Folgender Sachverhalt betrifft so ziemlich jeden: Das Verfassen eines Testaments und die Sicherstellung dessen, dass dieses auch Gültigkeit besitzt. Nach dem Ableben einer Person sollen diejenigen das Erbe erhalten, das für sie vorgesehen ist. Die Person, von der sie erben, muss das Testament verfasst haben. Bei der Frage nach der Gültigkeit können jedoch Probleme auftreten und zwar gerade dann, wenn das Testament handgeschrieben ist und nicht etwa bei einem Anwalt in Auftrag gegeben wurde und von diesem auf seine Gültigkeit und Richtigkeit – der Erfüllung der Absichten des Verfassers – überprüft wurde.
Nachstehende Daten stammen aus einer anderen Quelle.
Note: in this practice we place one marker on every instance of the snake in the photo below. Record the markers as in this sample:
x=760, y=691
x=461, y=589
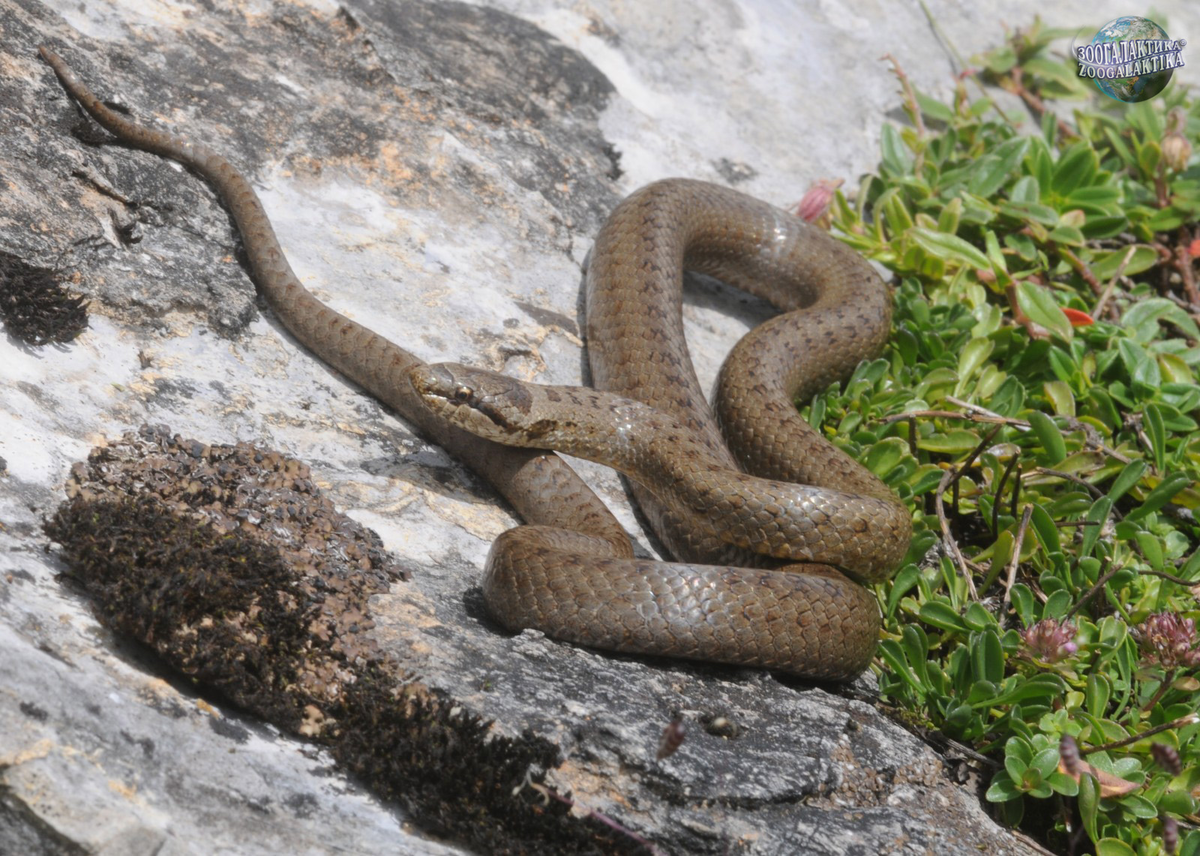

Handgeschriebenes Testament nicht vollständig von Erblasser verfasst

Konkret ging es um einen Mann, der im Alter von 71 Jahren verstorben ist. Das Problem war, dass sich bei einer Beweisaufnahme herausgestellt hatte, dass jemand ihm beim Verfassen des Testaments geholfen hatte, da der 71-Jährige bereits geschwächt war. Es konnte also nicht bestätigt werden, dass der Erblasser vollständig selbst sein Testament geschrieben hatte. Zudem sah auch das Schriftbild nicht danach aus ...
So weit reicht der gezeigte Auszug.